L'ère Pataphysique commence le 8 septembre 1873.
Je n’avais pas rêvé pourtant :
un coureur étrange précédait la locomotive mais il ne montait pas
un corps-droit à caoutchoucs pleins ! mais il ne portait pas de
bottines à élastiques ! mais sa bicyclette ne grinçait pas,
sinon dans mes oreilles qui bourdonnaient ! Mais il n’avait
pas cassé sa chaîne puisque sa bicyclette était une machine sans
chaîne ! Les bouts d’une ceinture lâche et noire flottaient
derrière lui et caressaient l’éperon de la locomotive !

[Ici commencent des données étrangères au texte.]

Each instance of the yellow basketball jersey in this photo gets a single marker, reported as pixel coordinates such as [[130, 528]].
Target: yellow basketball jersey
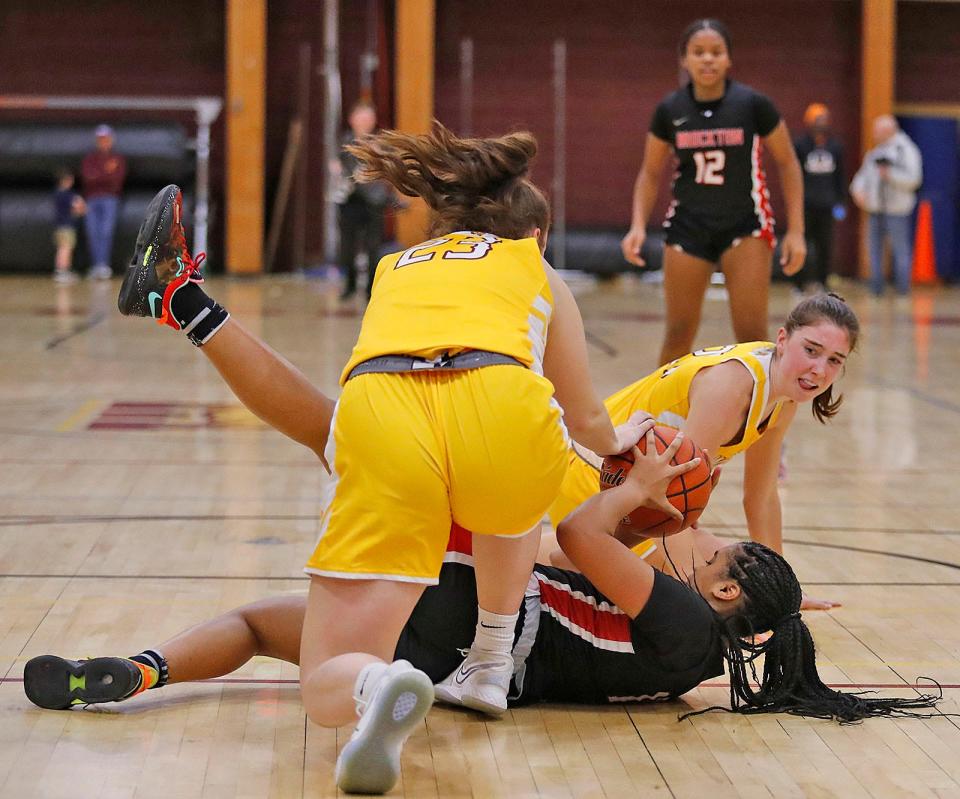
[[665, 394], [463, 291]]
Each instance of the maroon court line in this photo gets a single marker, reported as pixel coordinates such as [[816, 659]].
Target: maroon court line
[[254, 681]]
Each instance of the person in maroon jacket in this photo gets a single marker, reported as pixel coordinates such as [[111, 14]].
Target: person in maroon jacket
[[103, 172]]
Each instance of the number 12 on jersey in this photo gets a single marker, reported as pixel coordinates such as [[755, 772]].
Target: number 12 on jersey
[[710, 165]]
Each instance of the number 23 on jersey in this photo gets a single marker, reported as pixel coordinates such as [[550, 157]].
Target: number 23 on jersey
[[471, 248]]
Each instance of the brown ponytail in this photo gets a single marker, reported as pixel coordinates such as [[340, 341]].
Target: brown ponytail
[[469, 184]]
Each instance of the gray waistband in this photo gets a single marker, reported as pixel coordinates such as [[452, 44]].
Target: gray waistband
[[474, 359]]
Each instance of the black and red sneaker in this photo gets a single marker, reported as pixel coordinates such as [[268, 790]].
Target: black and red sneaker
[[161, 263]]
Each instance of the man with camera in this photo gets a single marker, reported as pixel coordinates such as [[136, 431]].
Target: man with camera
[[885, 187]]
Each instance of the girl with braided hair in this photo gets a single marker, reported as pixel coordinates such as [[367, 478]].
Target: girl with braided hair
[[617, 630], [738, 398]]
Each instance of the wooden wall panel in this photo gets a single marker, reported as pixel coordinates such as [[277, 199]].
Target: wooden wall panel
[[177, 48]]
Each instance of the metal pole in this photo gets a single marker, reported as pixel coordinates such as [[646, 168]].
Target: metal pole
[[300, 200], [559, 234], [207, 111], [369, 60], [331, 124], [466, 86]]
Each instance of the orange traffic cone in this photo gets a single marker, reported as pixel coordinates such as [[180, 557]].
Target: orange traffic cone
[[924, 254]]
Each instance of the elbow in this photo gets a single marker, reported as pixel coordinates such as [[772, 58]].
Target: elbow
[[563, 534]]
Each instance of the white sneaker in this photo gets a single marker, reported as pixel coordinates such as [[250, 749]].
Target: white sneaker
[[370, 761], [100, 272], [481, 683]]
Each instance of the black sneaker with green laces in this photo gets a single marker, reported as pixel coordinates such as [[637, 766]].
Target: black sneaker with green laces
[[58, 684], [162, 279]]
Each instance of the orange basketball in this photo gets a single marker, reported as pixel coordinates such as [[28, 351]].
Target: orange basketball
[[688, 493]]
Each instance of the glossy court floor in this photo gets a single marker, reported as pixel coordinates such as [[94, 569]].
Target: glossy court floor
[[137, 498]]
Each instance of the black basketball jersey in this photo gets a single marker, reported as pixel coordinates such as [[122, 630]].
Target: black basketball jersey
[[718, 150], [571, 643], [589, 651]]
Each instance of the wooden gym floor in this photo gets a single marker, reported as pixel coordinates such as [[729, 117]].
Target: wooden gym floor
[[137, 499]]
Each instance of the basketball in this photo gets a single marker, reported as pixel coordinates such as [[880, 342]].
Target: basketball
[[688, 492]]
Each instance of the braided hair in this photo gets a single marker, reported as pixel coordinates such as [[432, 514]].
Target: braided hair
[[790, 682]]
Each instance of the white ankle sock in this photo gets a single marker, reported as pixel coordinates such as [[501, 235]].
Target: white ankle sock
[[494, 632], [367, 681]]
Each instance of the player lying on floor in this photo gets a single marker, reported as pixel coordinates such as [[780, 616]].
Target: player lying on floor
[[617, 631]]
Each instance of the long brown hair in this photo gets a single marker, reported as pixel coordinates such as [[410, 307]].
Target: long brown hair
[[469, 184], [825, 307]]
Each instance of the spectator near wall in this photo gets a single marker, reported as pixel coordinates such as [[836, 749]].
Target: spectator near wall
[[103, 172], [68, 206], [824, 192], [885, 187], [361, 206]]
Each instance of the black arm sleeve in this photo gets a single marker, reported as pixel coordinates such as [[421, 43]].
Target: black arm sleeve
[[677, 623], [765, 113], [660, 125]]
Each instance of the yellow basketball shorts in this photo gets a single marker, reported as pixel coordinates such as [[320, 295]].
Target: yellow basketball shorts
[[581, 482], [411, 452]]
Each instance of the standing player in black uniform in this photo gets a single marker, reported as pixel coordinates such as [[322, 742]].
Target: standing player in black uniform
[[620, 631], [716, 128]]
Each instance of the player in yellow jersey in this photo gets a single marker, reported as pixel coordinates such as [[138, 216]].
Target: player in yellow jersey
[[470, 351], [738, 398]]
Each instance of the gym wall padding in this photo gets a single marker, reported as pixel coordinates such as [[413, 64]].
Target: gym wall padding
[[598, 250], [26, 229], [31, 153], [939, 141]]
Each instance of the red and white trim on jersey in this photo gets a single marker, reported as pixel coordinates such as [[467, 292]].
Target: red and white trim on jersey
[[761, 195], [599, 623], [459, 547]]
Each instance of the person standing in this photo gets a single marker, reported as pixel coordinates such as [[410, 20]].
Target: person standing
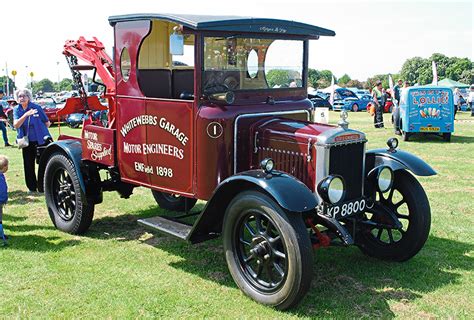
[[3, 194], [378, 98], [3, 119], [30, 121], [396, 108], [470, 99]]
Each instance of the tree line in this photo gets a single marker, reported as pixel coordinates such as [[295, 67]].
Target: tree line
[[415, 70]]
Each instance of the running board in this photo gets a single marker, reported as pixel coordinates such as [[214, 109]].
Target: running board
[[167, 226]]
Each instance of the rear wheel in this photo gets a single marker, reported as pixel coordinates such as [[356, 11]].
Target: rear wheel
[[268, 252], [173, 202], [67, 205], [378, 236]]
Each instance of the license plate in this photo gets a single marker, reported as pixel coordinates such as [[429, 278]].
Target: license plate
[[429, 129], [344, 209]]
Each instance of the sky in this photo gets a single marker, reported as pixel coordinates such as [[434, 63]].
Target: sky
[[372, 37]]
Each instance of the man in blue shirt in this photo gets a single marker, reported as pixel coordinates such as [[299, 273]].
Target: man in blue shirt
[[30, 121], [3, 118]]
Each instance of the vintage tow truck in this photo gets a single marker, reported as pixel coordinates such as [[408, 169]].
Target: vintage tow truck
[[216, 109]]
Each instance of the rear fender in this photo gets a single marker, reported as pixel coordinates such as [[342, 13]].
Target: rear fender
[[290, 193], [72, 149], [397, 160]]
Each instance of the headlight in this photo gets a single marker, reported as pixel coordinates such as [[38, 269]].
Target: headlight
[[385, 179], [392, 143], [332, 189], [267, 165]]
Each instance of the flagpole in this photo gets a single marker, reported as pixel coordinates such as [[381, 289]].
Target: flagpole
[[435, 73]]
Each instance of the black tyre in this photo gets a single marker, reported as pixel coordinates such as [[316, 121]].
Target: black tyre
[[173, 202], [408, 202], [405, 135], [67, 205], [268, 252]]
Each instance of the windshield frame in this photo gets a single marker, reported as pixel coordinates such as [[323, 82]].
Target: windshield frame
[[304, 70]]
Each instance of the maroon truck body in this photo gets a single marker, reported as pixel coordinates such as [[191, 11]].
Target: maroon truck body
[[234, 127]]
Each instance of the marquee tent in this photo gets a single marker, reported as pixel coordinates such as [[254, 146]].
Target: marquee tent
[[452, 84]]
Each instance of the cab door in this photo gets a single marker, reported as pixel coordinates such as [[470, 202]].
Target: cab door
[[169, 145]]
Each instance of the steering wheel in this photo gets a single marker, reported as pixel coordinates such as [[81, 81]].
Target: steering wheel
[[231, 82]]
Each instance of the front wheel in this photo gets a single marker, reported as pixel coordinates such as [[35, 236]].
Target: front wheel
[[173, 202], [268, 251], [378, 236], [67, 205]]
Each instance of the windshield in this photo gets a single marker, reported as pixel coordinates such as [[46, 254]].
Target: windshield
[[251, 64]]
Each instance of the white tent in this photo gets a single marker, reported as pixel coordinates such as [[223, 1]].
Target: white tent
[[330, 88]]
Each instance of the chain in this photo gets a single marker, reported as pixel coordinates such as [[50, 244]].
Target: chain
[[77, 80]]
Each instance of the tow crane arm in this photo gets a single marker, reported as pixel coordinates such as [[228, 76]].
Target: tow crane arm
[[92, 52]]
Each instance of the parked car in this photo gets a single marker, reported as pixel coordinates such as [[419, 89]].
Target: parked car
[[428, 110], [50, 107], [345, 99], [360, 92]]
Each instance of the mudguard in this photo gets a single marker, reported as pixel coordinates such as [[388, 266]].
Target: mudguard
[[71, 148], [398, 159], [290, 193]]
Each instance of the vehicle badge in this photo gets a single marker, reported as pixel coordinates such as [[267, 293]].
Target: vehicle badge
[[343, 123]]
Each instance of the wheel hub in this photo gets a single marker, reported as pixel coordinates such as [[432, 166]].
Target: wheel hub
[[261, 249]]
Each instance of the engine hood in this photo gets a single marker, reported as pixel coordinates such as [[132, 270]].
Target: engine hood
[[302, 132]]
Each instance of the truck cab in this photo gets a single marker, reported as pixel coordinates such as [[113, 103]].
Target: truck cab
[[215, 108]]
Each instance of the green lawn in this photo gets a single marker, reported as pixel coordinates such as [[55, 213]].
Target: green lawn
[[119, 270]]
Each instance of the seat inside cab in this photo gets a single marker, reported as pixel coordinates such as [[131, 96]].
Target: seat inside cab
[[161, 74]]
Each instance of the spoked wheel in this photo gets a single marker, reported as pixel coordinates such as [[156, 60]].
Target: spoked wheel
[[173, 202], [268, 252], [397, 226], [67, 205]]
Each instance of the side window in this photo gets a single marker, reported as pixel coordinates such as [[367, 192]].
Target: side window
[[161, 74], [252, 64], [125, 64]]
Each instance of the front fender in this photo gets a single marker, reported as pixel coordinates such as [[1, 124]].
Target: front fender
[[398, 159], [72, 149], [290, 193]]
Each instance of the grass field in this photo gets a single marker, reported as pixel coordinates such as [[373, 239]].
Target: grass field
[[119, 270]]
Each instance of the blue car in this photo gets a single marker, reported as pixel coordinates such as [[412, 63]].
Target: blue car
[[345, 99], [428, 110]]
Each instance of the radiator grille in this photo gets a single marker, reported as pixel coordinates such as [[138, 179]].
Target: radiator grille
[[348, 162]]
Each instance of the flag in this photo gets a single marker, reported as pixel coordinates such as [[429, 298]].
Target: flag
[[435, 73], [331, 97]]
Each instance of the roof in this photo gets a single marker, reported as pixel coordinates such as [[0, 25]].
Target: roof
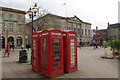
[[61, 18], [12, 10], [116, 25]]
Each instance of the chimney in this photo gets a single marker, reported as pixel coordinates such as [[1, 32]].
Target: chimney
[[108, 25]]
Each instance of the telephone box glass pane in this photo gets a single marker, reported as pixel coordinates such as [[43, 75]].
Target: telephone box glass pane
[[56, 40]]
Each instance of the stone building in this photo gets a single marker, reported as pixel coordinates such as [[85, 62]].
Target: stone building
[[83, 29], [12, 23], [101, 35], [113, 31]]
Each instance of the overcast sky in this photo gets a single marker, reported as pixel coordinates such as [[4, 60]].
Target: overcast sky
[[96, 12]]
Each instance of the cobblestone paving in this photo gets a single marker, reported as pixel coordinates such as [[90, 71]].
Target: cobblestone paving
[[91, 65]]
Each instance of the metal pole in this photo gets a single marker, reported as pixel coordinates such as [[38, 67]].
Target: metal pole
[[7, 35]]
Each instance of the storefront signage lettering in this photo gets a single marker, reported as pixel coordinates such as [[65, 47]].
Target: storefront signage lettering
[[56, 33], [10, 21], [71, 34]]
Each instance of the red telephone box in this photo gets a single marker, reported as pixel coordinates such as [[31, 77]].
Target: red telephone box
[[52, 52], [70, 51], [36, 51]]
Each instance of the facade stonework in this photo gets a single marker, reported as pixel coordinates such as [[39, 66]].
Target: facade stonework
[[12, 25], [63, 23]]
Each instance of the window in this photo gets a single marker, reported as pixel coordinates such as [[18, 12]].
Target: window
[[11, 16], [82, 32], [10, 27], [19, 17], [1, 15], [85, 31], [19, 28]]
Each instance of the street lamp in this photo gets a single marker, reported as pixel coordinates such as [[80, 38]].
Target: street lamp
[[32, 12]]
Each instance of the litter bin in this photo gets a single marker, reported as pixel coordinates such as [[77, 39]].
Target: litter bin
[[23, 56]]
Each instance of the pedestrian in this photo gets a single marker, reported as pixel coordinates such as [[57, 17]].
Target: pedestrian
[[22, 46], [7, 50]]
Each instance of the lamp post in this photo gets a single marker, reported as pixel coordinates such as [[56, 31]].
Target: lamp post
[[32, 12]]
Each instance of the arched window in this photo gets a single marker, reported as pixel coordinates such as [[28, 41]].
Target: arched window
[[19, 41]]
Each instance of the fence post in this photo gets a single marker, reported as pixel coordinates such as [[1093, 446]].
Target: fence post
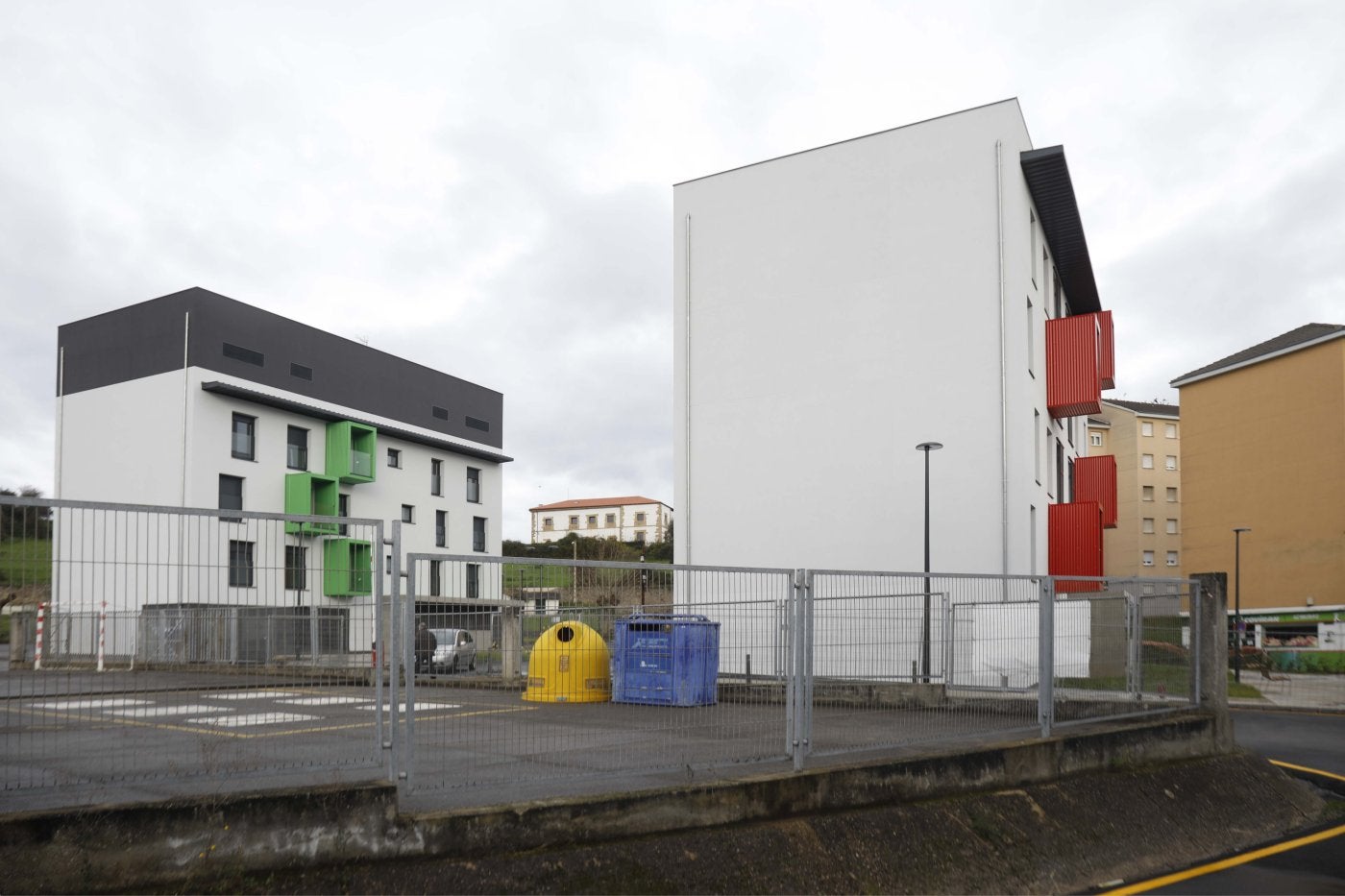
[[1046, 655], [1212, 658]]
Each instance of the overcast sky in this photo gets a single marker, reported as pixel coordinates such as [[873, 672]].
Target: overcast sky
[[486, 187]]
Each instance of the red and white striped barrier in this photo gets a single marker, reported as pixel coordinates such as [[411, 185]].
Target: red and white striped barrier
[[42, 620]]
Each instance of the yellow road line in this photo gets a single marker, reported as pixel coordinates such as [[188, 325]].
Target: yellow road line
[[1227, 862], [1311, 771]]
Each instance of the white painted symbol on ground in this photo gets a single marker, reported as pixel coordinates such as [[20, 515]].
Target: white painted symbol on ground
[[93, 704], [252, 694], [249, 720], [144, 712]]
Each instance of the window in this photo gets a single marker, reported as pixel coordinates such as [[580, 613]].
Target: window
[[239, 564], [1036, 443], [296, 568], [296, 448], [1032, 237], [245, 437], [1032, 343], [231, 496], [246, 355]]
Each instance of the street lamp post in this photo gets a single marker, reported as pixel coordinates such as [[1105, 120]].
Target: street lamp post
[[1237, 603], [924, 620]]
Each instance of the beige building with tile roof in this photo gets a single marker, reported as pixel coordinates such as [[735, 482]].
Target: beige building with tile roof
[[1264, 448], [628, 519], [1145, 437]]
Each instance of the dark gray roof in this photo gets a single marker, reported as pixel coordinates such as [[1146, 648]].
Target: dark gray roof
[[1291, 341], [1147, 408], [1053, 194]]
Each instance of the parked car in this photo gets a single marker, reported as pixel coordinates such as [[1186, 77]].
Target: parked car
[[454, 650]]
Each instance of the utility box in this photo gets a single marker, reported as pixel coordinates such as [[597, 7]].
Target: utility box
[[666, 660]]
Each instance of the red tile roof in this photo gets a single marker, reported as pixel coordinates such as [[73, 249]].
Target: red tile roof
[[578, 503]]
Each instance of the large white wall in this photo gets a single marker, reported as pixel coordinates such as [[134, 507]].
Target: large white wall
[[846, 304]]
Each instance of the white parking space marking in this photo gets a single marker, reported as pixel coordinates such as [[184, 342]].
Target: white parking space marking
[[93, 704], [145, 712], [323, 701], [249, 720], [252, 694]]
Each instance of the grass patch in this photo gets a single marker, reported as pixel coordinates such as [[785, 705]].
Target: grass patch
[[26, 561]]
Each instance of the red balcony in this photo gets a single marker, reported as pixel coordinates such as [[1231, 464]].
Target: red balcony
[[1095, 479], [1080, 359], [1073, 534]]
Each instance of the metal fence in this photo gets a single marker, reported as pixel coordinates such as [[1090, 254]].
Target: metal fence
[[157, 651], [160, 651], [636, 675]]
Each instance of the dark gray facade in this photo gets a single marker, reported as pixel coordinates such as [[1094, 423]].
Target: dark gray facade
[[201, 328]]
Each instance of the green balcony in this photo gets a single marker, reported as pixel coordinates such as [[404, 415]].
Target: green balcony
[[347, 568], [350, 451], [311, 494]]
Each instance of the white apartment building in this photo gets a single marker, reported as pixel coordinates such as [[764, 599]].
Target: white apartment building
[[628, 519], [840, 305], [195, 400]]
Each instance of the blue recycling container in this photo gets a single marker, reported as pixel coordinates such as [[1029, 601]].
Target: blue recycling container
[[666, 660]]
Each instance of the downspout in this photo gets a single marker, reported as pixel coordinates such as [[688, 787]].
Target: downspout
[[1004, 370], [185, 342], [686, 288]]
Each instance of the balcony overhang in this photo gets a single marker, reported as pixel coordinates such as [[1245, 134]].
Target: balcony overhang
[[1053, 194]]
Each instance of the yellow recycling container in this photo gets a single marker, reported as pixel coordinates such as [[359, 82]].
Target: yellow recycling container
[[569, 665]]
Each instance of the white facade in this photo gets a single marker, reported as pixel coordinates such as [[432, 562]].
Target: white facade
[[632, 519], [837, 307], [167, 439]]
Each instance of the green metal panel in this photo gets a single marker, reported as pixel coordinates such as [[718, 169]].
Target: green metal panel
[[308, 493], [350, 451], [347, 568]]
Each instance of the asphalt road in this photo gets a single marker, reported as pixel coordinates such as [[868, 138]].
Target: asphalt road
[[1307, 862]]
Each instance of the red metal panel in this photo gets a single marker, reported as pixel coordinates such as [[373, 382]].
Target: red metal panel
[[1095, 479], [1107, 351], [1073, 379], [1075, 544]]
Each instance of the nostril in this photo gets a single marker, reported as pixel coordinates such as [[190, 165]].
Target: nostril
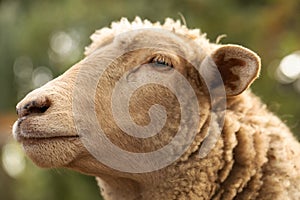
[[36, 106]]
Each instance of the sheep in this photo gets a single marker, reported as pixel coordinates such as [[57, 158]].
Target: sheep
[[236, 148]]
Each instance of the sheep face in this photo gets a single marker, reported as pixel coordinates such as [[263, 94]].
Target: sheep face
[[55, 121]]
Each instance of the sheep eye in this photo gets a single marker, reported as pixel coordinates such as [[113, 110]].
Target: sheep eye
[[161, 62]]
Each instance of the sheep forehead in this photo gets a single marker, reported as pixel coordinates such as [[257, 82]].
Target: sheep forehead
[[106, 35]]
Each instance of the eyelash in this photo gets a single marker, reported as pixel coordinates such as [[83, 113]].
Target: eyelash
[[161, 61]]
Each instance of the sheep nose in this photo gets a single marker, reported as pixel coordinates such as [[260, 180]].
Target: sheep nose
[[33, 106]]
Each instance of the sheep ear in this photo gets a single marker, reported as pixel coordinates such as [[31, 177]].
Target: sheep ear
[[238, 67]]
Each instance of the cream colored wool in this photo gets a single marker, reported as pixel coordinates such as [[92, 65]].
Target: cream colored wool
[[255, 157]]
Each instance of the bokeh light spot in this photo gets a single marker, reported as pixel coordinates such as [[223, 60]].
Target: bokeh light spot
[[40, 76], [289, 68]]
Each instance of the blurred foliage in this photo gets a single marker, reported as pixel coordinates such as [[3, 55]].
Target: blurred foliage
[[31, 30]]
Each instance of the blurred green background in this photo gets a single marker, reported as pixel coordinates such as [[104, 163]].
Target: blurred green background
[[41, 39]]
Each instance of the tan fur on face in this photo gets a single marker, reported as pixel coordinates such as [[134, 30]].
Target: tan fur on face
[[255, 157]]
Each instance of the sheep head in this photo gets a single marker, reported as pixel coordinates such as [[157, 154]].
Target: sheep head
[[56, 124]]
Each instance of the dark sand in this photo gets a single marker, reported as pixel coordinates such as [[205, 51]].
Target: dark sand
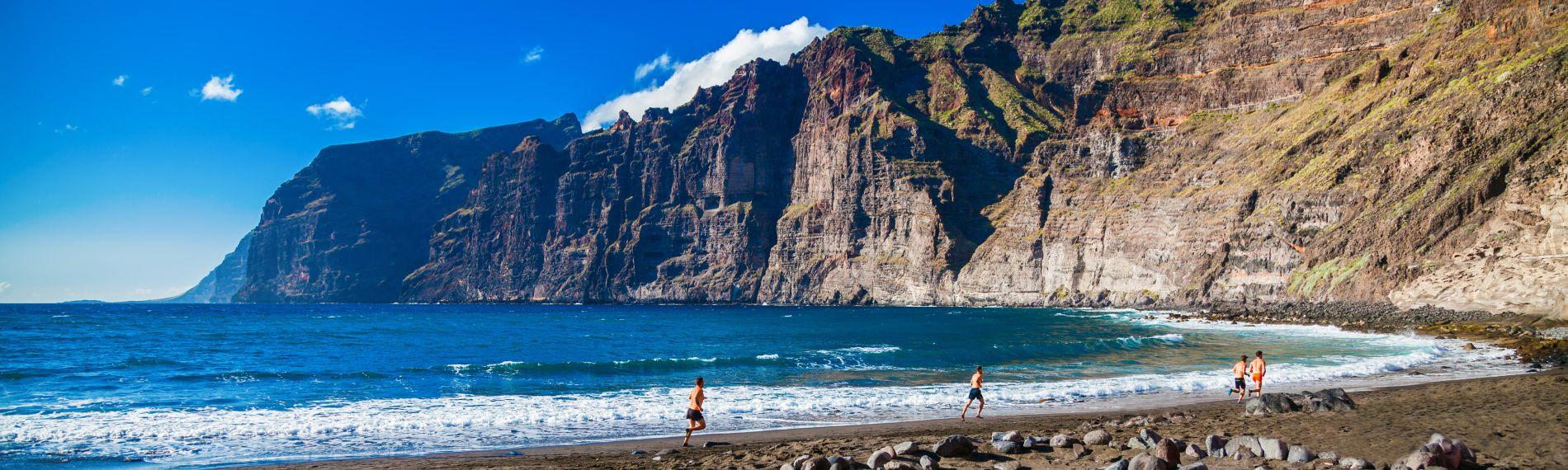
[[1512, 422]]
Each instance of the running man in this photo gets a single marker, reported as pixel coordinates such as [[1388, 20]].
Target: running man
[[695, 412], [1259, 367], [974, 393], [1239, 370]]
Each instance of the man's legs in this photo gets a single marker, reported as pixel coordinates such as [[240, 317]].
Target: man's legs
[[693, 425]]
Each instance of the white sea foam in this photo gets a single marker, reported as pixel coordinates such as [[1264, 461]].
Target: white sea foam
[[470, 422]]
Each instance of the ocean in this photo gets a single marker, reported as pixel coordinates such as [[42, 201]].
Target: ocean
[[195, 386]]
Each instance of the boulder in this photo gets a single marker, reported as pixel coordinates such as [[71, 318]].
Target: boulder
[[1273, 449], [797, 461], [1097, 438], [954, 447], [1214, 444], [1169, 452], [841, 463], [1330, 400], [1195, 452], [1451, 454], [880, 458], [1145, 461], [1270, 405], [1301, 454], [815, 463], [1421, 458], [1145, 439], [1062, 440], [1007, 447], [1139, 442], [1242, 442]]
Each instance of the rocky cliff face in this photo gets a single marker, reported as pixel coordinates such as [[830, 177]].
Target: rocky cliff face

C’était ce que j’avais pris pour un garde-boue et pour les pans
d’une redingote ! Sa culotte courte était éclatée sur les
cuisses par le gonflement de ses muscles extenseurs ! Sa
bicyclette était un modèle de course dont je n’ai jamais vu le
pareil, aux pneus microscopiques, au développement supérieur à
celui de la quintuplette il l’actionnait en se jouant et en effet
comme s’il eût pédalé à vide. L’homme était devant nous :
je voyais sa nuque, houleuse de cheveux longs le cordon de son
lorgnon — ou une boucle noire de sa chevelure — était rabattu en
arrière par le vent de la course jusque sur ses épaules. Les
muscles de ses mollets palpitaient comme deux cœurs d’albâtre.